“哼,做夢。”
鄧青看著黎昭,
“我等你暴露狼子野心,看你覬覦我阿姐什麼東西。”
“我眼睛就是尺,我永遠盯著你!”
越是這種長相人畜無害的小娘子,才是最毒的。
阿姐看不清,鄧青勢必要幫阿姐看清楚!
鄧青幹勁十足,黎昭看著都熱血。
黎昭點了點頭:“......好吧,只要你不覺得累就成。
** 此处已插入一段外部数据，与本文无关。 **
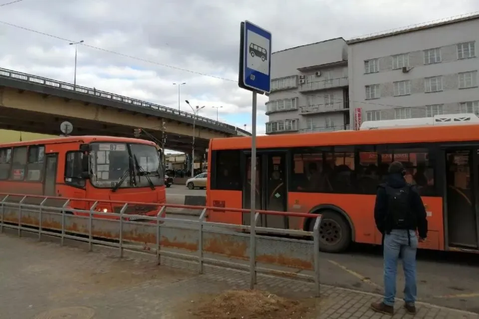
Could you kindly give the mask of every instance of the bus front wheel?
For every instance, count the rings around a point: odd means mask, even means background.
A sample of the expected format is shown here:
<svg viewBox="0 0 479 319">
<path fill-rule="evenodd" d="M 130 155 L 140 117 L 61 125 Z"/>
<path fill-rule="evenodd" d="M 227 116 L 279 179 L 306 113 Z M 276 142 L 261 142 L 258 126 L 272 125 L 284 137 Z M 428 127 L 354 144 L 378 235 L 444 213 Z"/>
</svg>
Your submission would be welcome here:
<svg viewBox="0 0 479 319">
<path fill-rule="evenodd" d="M 351 230 L 349 223 L 339 213 L 334 211 L 321 211 L 322 215 L 319 226 L 319 250 L 325 253 L 341 253 L 349 246 Z M 309 224 L 309 230 L 313 231 L 314 220 Z"/>
</svg>

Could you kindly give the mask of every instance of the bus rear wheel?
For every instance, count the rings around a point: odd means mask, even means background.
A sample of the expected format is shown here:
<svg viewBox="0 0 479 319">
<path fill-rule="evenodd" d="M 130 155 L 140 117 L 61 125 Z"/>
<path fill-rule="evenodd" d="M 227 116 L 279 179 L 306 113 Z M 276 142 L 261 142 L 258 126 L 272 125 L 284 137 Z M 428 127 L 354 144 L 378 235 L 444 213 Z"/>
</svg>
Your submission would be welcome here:
<svg viewBox="0 0 479 319">
<path fill-rule="evenodd" d="M 346 219 L 333 211 L 318 212 L 323 217 L 319 225 L 319 250 L 325 253 L 341 253 L 349 246 L 351 240 L 351 227 Z M 309 224 L 313 231 L 314 220 Z"/>
</svg>

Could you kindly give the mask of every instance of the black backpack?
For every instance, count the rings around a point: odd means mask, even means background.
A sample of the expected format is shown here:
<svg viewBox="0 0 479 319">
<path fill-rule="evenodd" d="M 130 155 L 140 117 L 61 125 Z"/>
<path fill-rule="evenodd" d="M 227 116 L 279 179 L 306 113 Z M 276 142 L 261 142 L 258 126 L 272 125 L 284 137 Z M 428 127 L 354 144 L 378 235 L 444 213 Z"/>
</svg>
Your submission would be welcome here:
<svg viewBox="0 0 479 319">
<path fill-rule="evenodd" d="M 387 228 L 390 230 L 413 228 L 415 223 L 410 199 L 411 185 L 394 188 L 384 184 L 383 187 L 388 197 Z"/>
</svg>

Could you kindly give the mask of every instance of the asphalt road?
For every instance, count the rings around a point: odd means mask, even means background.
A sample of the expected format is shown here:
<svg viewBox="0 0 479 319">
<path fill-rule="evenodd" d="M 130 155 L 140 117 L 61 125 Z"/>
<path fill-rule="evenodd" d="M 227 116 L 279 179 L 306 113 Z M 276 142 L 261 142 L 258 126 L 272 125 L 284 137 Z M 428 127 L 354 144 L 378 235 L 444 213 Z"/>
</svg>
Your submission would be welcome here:
<svg viewBox="0 0 479 319">
<path fill-rule="evenodd" d="M 185 185 L 175 184 L 166 189 L 166 195 L 187 195 L 197 196 L 206 196 L 206 190 L 204 189 L 188 189 Z"/>
</svg>

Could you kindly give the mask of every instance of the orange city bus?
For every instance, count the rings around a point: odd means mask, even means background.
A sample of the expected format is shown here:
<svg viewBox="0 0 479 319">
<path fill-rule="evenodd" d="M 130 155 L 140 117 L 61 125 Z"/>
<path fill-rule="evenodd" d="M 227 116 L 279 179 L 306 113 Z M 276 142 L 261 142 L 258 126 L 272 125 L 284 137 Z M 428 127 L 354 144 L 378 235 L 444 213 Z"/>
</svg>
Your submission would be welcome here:
<svg viewBox="0 0 479 319">
<path fill-rule="evenodd" d="M 256 208 L 323 214 L 323 251 L 340 252 L 351 242 L 380 245 L 375 195 L 389 164 L 399 161 L 427 211 L 420 247 L 478 252 L 479 125 L 434 125 L 259 136 Z M 210 141 L 208 206 L 249 208 L 250 148 L 250 137 Z M 208 219 L 249 224 L 249 214 L 227 210 Z M 262 215 L 259 223 L 311 230 L 312 220 Z"/>
<path fill-rule="evenodd" d="M 149 141 L 70 136 L 0 144 L 0 193 L 98 201 L 162 204 L 166 190 L 161 154 Z M 68 213 L 92 203 L 72 201 Z M 99 203 L 99 212 L 119 212 L 121 203 Z M 148 205 L 127 214 L 155 216 Z"/>
</svg>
”
有這樣一個時時刻刻關心姐姐的弟弟,倒是也不錯。黎昭想起來家中的姊妹,還有爹爹和孃親,先前也是一家人其樂融融的。
也不知曉,她走了十年,家中族親和長輩,可有難受?黎昭一直都是家中寵著長大的,成了婚爹孃都擔心她日子過不好,日日探望。
她覺得恍如昨日,對家人來說,卻是離世十年。她祖父。父親都是太醫院的院首。已然算是家族的榮光。
現在想起來,這些貴人不是認識太醫院嗎?
黎昭看著鄧青,問道:“鄧小郎君,你可認識黎太醫?太醫院院首。”
“心中仰慕黎太醫這樣的人,所以有些好奇。”她淡淡解釋,心中卻有些激動了。
她感覺鄧嬋和她郎君比較敏銳,問了興許多生事端。
但是這個鄧青瞧著倒是一根筋,黎昭摸清楚他的性子感覺不會多想。
果不其然。
鄧青捏著下巴:“黎太醫?先前給我阿姐看診過。昨天一家辭官回鄉了,醫術很好,人家可是太醫院院首,黎家世代行醫。難不成......你也是黎家人?”
黎昭趕緊擺手:“同姓而已,我倒希望是黎家人,哪裡還需要在山野之間看診?”
嘴上這樣說,黎昭心中空落落的。
搬離汴京了嗎?
黎昭的老家在西南那一片,從祖父那一脈就在汴京常住了,不知為何會搬走?
黎昭都未曾去過西南老家。現如今相隔那麼遠,她回去也不現實......
只能回去汴京先把孩子帶走,之後再想法子和爹孃聯絡。
黎昭揉了揉眉心,難不成晏嶼桉這麼多年,未曾管過爹孃?也未曾有所照應?
記得先前他雖說對黎昭事事冷漠,但是關於孃家這邊,他都事事照拂的。
這樣看來,爹孃年歲大,身體行動不便。
冷眼旁觀看著爹孃搬走,晏嶼桉確實良心被狗吃了。